Cybersecurity is important because it protects all categories of data from theft and damage. This includes sensitive data, personally identifiable information (PII), protected health information (PHI), personal information, intellectual property, data, and governmental and industry information systems. Without a cybersecurity program, your organization cannot defend itself against data breach campaigns, which makes it an irresistible target for cybercriminals.
Both inherent risk and residual risk are increasing, driven by global connectivity and usage of cloud services, like Amazon Web Services, to store sensitive data and personal information. Widespread poor configuration of cloud services paired with increasingly sophisticated cyber criminals means the risk that your organization suffers from a successful cyber attack or data breach is on the rise.
The proliferation of data breaches means that cybersecurity is not just relevant to heavily regulated industries, like healthcare. Even small businesses are at risk of suffering irrecoverable reputational damage following a data breach.
What is Cybersecurity?
Cybersecurity is the state or process of protecting and recovering computer systems, networks, devices, and programs from any type of cyber attack. Cyber attacks are an increasingly sophisticated and evolving danger to your sensitive data, as attackers employ new methods powered by social engineering and artificial intelligence (AI) to circumvent traditional data security controls.
The Importance of Cybersecurity
Governments around the world are bringing more attention to cybercrimes. GDPR is a great example. It has increased the reputational damage of data breaches by forcing all organizations that operate in the EU to:
- Communicate data breaches
- Appoint a data protection officer
- Require user consent to process information
- Anonymize data for privacy
The trend toward public disclosure is not limited to Europe. While there are no national laws overseeing data breach disclosure in the United States, there are data breach laws in all 50 states. Commonalities include:
- The requirement to notify those affected as soon as possible
- Let the government know as soon as possible
- Pay some sort of fine
Why is Cybercrime Increasing?
Information theft is the most expensive and fastest-growing segment of cybercrime. Largely driven by the increasing exposure of identity information to the web via cloud services.
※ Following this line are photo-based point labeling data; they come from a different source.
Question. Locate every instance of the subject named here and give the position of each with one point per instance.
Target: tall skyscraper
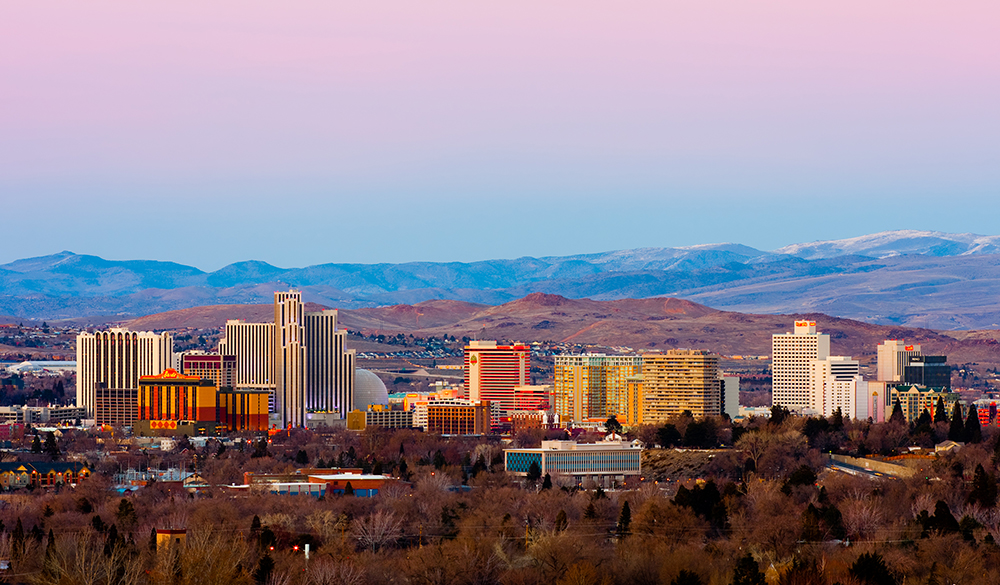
(791, 356)
(117, 359)
(253, 346)
(289, 358)
(492, 371)
(594, 387)
(893, 357)
(835, 385)
(679, 380)
(329, 365)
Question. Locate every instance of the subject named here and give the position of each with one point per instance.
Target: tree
(870, 569)
(957, 430)
(747, 572)
(973, 430)
(897, 413)
(984, 488)
(624, 520)
(940, 414)
(534, 472)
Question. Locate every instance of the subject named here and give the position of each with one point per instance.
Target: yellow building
(679, 380)
(593, 387)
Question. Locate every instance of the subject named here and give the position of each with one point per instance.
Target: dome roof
(368, 389)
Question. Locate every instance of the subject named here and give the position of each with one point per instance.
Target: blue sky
(331, 132)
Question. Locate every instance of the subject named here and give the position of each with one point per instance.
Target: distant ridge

Cybercriminals are becoming more sophisticated, changing what they target, how they affect organizations, and their methods of attack on different security systems.
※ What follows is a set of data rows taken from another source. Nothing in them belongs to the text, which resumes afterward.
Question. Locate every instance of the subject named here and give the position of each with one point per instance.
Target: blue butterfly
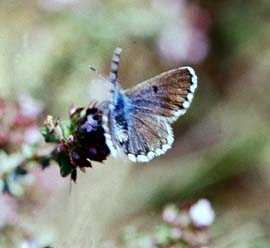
(137, 121)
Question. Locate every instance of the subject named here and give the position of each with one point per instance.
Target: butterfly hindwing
(151, 137)
(137, 121)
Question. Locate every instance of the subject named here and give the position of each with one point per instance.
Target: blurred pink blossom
(29, 107)
(8, 213)
(202, 213)
(32, 135)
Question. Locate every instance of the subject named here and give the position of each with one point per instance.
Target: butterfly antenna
(99, 74)
(115, 66)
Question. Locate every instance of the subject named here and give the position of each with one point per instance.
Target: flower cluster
(78, 141)
(185, 226)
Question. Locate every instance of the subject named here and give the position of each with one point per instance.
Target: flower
(202, 213)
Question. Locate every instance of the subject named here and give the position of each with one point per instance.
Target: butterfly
(137, 121)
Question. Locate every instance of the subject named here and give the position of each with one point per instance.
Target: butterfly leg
(115, 65)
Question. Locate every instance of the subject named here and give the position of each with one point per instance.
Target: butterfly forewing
(138, 119)
(168, 94)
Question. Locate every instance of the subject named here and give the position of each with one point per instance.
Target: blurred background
(222, 144)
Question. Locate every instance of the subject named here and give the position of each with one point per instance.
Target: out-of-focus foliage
(222, 144)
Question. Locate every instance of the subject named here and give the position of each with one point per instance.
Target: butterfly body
(138, 119)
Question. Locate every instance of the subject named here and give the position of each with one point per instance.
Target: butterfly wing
(168, 94)
(149, 108)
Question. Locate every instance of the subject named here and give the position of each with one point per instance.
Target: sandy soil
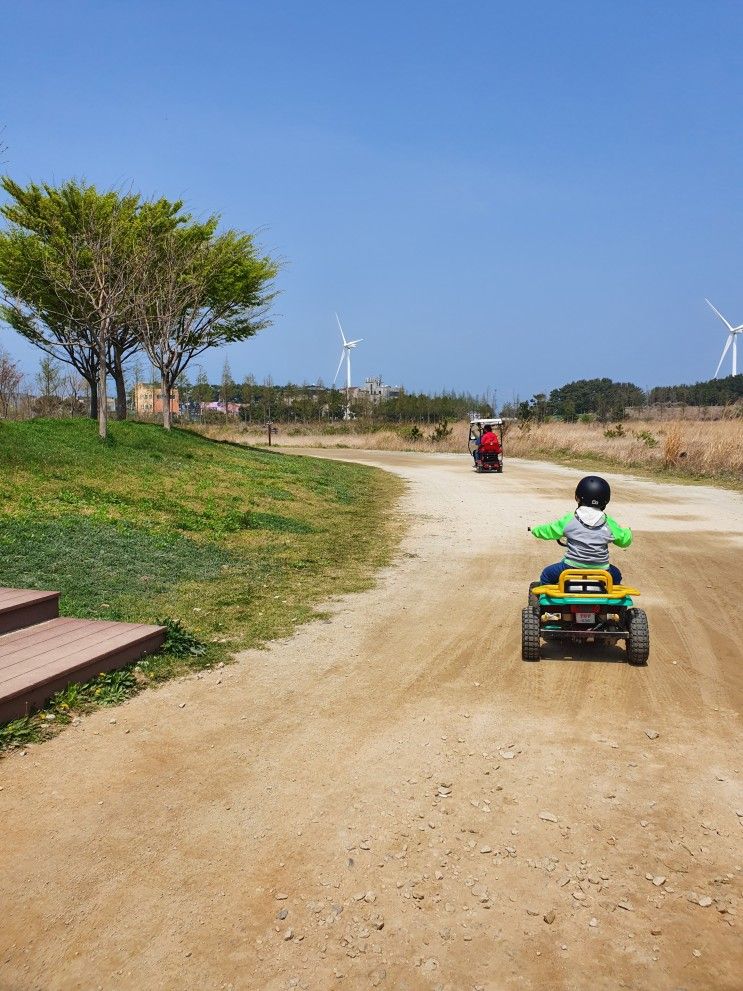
(360, 806)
Social engineering remains the easiest form of cyber attack with ransomware, phishing, spyware being the easiest form of entry.
According to the Ninth Annual Cost of Cybercrime Study from Accenture and the Ponemon Institute, the average cost of cybercrime for an organization has increased by $1.4 million over the last year to $13.0 million and the average number of data breaches rose by 11 percent to 145. Information risk management has never been more important.
Factors driving the growth in cybercrime include:
- The distributed nature of the Internet
- The ability of cybercriminals to attack targets outside their jurisdiction makes policing extremely difficult
- Increasing profitability and ease of commerce on the dark web
- The proliferation of mobile devices and the Internet of Things.
What is the Impact of Cybercrime?
Economic Costs
Theft of intellectual property, corporate information, disruption in trading, and the cost of repairing damaged systems
Reputational Cost
Loss of consumer trust, loss of current and future customers to competitors, and poor media coverage
Regulatory Costs
GDPR and other data breach laws mean that your organization could suffer from regulatory fines or sanctions as a result of cybercrimes.
How to Protect your Organization Against Cybercrime
Educate Staff
Human error was the cause of 90% of data breaches in 2019.
Protect Your Sensitive Data
Invest in tools that limit information loss, monitor your third-party risk and fourth-party vendor risk, and continuously scan for data exposure and leaked credentials. Almost 60% of data breaches occur via compromised third-party providers, so by shutting down vendor data leaks, the majority of data breach incidents can be avoided.